In some cases, there’s a good chance that a laser engraver might prove to be the most advantageous technology for your needs. So, before pulling out your wallet, you might want to take a little stroll around this garden of top laser engravers to see which unit is going to suit you the best.
If you’re on a budget and setting off on a laser engraving adventure for the first time, then you might want to consider the Atomstack A5 Pro. It’s a simple, effective diode laser machine.
This could be the perfect place to start if you’re new to laser engraving, as the affordable and simple A5 Pro gives you what you need to get cracking on with engraving some materials and absolutely nothing else. Since our last update, its price has increased quite significantly, but it still remains a good place to begin your laser engraving journey – depending on your material choices, of course.
Atomstack’s A5 Pro is a handsome-looking laser engraver available for under $400 (a little less than it used to be) from a company that’s attempted some pretty interesting things recently, most notably a 3D printer that specializes in flexible filaments.
Atomstack’s products tend to have a bit of a look to them, and that’s certainly the case with the A5 Pro and its Titanium-looking frame. But, away from the looks there’s some other good features here too – a large 410 x 400 mm work area and low weight of around 4 kg, in particular. This makes it pretty easy to store and transport, and it is compatible with LaserGRBL and LightBurn, two useful pieces of software for engraving.

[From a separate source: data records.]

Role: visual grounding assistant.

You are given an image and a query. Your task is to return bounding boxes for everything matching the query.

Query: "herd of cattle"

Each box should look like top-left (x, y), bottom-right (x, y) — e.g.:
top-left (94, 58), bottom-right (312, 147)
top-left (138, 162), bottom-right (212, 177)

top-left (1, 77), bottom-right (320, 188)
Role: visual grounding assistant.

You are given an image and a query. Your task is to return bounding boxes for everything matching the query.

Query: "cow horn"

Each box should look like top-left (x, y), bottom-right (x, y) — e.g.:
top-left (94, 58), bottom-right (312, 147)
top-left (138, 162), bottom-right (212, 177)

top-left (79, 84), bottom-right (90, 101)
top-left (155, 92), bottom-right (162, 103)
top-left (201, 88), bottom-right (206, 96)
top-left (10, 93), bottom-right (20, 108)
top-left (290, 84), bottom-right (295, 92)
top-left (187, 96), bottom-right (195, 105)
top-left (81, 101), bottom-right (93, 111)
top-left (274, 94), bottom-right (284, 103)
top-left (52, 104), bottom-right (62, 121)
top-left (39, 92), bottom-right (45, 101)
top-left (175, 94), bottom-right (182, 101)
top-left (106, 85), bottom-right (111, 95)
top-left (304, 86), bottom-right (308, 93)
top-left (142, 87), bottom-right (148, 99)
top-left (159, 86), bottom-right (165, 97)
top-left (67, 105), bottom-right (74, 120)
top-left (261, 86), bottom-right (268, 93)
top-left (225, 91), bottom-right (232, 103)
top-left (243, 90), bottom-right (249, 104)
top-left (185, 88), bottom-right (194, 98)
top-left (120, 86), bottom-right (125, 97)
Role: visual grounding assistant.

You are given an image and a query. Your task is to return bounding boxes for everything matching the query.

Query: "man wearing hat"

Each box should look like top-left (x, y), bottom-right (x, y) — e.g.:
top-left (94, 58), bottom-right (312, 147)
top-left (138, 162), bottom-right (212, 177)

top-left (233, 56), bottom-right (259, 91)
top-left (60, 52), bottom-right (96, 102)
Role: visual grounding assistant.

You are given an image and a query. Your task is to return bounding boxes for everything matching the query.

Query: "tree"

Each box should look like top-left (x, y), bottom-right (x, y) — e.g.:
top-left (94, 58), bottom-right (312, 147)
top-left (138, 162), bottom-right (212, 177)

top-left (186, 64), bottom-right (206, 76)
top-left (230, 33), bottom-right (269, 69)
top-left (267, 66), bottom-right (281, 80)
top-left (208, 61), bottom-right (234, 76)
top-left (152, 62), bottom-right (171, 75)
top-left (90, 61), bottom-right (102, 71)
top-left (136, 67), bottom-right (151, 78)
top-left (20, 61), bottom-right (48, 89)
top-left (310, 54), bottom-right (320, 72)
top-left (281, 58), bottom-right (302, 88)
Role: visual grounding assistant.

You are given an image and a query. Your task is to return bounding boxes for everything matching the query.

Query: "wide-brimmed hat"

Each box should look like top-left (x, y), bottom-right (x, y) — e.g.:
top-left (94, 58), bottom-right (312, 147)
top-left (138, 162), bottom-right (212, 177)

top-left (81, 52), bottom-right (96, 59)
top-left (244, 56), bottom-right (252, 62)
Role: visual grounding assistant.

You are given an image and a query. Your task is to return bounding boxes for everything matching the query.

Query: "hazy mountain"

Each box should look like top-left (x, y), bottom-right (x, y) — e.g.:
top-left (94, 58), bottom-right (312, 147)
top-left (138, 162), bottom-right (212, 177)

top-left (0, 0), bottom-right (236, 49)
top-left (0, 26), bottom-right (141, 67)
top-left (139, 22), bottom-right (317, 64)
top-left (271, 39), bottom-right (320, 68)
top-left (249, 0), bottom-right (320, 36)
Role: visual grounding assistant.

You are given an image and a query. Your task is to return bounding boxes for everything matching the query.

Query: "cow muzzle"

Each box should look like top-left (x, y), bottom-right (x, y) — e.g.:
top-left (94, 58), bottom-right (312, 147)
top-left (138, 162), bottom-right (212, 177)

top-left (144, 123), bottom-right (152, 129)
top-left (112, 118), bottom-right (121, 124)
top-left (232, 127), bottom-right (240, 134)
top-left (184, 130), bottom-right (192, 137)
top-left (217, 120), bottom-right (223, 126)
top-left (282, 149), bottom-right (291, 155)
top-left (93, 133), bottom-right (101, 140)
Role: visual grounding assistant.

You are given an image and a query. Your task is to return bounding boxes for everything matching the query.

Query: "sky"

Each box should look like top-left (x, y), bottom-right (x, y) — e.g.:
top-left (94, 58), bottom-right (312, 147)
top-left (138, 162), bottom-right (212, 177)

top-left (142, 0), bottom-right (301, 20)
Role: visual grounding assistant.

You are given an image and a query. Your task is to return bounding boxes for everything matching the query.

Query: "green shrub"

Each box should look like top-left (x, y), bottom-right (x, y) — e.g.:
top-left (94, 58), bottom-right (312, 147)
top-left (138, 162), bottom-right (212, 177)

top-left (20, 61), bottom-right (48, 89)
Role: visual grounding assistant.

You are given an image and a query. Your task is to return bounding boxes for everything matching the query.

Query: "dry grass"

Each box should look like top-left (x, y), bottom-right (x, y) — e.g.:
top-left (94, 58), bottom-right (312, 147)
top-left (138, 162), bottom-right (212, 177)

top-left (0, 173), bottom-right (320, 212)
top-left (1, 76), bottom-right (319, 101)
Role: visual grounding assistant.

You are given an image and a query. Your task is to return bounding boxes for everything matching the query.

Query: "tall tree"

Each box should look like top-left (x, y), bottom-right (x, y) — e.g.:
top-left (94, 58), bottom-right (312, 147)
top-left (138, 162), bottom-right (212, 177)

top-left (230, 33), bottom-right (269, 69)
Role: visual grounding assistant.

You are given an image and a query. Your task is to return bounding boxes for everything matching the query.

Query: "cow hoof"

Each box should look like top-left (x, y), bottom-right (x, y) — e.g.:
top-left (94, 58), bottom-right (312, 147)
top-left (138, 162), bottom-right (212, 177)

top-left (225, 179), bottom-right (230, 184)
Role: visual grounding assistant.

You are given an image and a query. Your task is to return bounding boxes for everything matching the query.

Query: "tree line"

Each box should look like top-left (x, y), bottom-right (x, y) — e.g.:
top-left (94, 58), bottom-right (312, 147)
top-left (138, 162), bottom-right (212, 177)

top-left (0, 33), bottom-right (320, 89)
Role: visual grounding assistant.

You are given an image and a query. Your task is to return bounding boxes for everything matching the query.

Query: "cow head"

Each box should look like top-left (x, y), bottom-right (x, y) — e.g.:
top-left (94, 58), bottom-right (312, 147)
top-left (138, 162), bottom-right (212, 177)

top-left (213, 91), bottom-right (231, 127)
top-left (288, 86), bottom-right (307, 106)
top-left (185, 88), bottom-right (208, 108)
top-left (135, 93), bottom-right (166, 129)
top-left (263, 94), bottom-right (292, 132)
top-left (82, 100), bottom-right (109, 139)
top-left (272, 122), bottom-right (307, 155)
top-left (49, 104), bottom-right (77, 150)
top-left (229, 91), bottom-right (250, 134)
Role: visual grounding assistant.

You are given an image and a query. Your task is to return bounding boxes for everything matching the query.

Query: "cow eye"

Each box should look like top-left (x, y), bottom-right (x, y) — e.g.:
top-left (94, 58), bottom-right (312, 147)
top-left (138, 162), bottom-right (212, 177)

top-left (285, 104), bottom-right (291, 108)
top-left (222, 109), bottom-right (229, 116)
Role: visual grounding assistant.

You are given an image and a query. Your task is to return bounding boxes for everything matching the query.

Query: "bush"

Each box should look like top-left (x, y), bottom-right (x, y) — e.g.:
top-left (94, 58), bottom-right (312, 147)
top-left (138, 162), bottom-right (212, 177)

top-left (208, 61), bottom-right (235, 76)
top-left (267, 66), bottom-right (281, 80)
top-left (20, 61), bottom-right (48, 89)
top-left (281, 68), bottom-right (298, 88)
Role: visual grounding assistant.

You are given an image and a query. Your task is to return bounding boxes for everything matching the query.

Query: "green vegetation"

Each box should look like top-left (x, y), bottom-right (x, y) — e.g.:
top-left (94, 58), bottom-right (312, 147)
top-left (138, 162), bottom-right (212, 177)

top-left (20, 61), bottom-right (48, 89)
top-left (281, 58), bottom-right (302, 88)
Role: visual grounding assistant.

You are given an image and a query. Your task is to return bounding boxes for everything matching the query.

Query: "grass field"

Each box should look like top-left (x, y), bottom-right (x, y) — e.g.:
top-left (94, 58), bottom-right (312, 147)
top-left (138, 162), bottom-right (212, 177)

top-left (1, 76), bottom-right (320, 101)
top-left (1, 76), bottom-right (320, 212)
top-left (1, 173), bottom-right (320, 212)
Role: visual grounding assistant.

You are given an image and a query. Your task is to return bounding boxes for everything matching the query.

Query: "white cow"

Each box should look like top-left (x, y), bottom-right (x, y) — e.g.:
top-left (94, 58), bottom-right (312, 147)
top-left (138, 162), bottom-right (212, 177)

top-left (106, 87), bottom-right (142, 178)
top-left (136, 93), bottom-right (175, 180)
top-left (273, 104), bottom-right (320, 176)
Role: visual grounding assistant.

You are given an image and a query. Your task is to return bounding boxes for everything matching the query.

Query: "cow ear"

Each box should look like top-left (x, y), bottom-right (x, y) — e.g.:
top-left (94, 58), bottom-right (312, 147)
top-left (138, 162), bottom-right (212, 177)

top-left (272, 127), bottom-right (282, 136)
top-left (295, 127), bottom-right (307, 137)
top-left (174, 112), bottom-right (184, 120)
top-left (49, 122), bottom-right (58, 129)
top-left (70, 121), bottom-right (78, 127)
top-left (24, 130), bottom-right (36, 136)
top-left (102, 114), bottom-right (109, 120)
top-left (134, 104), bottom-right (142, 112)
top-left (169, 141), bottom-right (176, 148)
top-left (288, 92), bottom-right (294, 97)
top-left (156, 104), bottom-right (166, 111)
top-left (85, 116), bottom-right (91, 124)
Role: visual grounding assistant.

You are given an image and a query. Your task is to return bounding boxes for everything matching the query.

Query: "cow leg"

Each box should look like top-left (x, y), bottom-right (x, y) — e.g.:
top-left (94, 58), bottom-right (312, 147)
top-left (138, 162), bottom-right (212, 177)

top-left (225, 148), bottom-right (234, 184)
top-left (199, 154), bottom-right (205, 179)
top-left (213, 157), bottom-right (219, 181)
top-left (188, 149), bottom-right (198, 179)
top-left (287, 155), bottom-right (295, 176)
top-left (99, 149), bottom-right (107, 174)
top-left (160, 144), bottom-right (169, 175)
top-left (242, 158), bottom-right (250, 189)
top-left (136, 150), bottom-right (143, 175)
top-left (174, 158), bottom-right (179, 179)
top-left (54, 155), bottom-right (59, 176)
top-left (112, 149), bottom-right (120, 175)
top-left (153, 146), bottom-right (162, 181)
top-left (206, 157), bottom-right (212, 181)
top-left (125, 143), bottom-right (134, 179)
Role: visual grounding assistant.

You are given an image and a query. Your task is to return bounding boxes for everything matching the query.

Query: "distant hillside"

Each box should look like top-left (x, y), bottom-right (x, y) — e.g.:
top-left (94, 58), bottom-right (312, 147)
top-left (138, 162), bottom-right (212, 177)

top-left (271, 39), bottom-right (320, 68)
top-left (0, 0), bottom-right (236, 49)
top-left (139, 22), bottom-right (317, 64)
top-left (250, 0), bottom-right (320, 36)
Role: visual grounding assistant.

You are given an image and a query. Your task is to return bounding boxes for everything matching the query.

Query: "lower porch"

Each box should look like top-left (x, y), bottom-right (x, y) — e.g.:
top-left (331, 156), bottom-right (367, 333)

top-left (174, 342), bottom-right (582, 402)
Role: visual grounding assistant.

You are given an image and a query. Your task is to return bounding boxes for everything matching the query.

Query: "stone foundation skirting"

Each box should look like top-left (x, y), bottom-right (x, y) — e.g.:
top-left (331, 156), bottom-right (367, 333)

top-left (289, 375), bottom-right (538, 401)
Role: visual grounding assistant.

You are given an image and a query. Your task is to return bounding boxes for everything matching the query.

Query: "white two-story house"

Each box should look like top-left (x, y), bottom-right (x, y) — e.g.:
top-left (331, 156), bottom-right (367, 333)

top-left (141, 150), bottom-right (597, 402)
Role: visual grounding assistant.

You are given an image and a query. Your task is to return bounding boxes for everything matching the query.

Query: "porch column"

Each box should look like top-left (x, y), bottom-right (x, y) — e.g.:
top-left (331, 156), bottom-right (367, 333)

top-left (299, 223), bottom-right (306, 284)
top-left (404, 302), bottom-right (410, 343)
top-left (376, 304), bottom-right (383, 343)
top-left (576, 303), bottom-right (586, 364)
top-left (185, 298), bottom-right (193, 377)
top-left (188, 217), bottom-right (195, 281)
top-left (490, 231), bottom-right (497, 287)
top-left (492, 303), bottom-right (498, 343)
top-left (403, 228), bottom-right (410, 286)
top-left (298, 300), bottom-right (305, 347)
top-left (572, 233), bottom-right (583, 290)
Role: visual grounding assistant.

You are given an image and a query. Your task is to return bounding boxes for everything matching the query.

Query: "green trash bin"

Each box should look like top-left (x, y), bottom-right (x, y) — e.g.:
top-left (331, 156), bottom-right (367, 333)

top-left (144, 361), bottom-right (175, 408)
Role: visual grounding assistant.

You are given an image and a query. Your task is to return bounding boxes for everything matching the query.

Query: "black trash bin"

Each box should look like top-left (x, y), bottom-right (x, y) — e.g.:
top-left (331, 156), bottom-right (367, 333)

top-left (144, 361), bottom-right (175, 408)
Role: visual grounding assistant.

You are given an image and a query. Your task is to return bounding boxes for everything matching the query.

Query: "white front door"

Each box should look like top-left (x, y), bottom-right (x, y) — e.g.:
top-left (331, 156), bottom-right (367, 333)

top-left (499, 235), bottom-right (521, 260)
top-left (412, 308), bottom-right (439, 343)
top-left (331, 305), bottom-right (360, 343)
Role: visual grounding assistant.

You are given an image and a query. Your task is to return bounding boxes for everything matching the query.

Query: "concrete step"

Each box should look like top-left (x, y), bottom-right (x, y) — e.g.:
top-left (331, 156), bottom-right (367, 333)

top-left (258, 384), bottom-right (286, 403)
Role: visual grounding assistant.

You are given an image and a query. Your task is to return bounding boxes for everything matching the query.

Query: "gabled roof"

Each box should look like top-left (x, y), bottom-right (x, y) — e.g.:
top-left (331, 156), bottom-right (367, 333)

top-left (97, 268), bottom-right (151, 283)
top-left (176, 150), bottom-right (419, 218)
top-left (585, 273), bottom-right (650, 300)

One thing to note is, while the input strength of this laser is shown as 40 W, in reality, it is likely to only be outputting a laser of around 5 W in strength. Diode lasers aren’t very powerful, but the laser used here is probably still enough to get some really good engraving on wood, leather and even remove some paint coatings on metals like aluminum. With a 0.1 mm accuracy too, the work should look really rather sharp.
In many ways, laser diodes are very similar to LED lights. Quite simply, laser diodes work by using electricity to excite electrons in a positive/negative junction and eject photons. The photons are then focused in a beam of light by a lens before hitting the material.
While LEDs emit spontaneously omnidirectional light, laser diodes emit excited, directional light—guided and stronger, allowing you to direct and ultimately burn the material that the beam encounters.
We see diode lasers everywhere in our daily life. Scanning barcodes in supermarkets, we rely on them to play DVDs and CDs, and now we use them for autonomous or semi-autonomous driving technology.
Diode lasers are classified differently, but diode lasers used for engraving materials are powerful in their categories, up to 4. Even if they are related to your friendly barcode scanner, they are not the same animal and must be treated with great care. Diode lasers are very affordable, with a lot of good diode lasers priced around $3-400, making them a good starting point for users.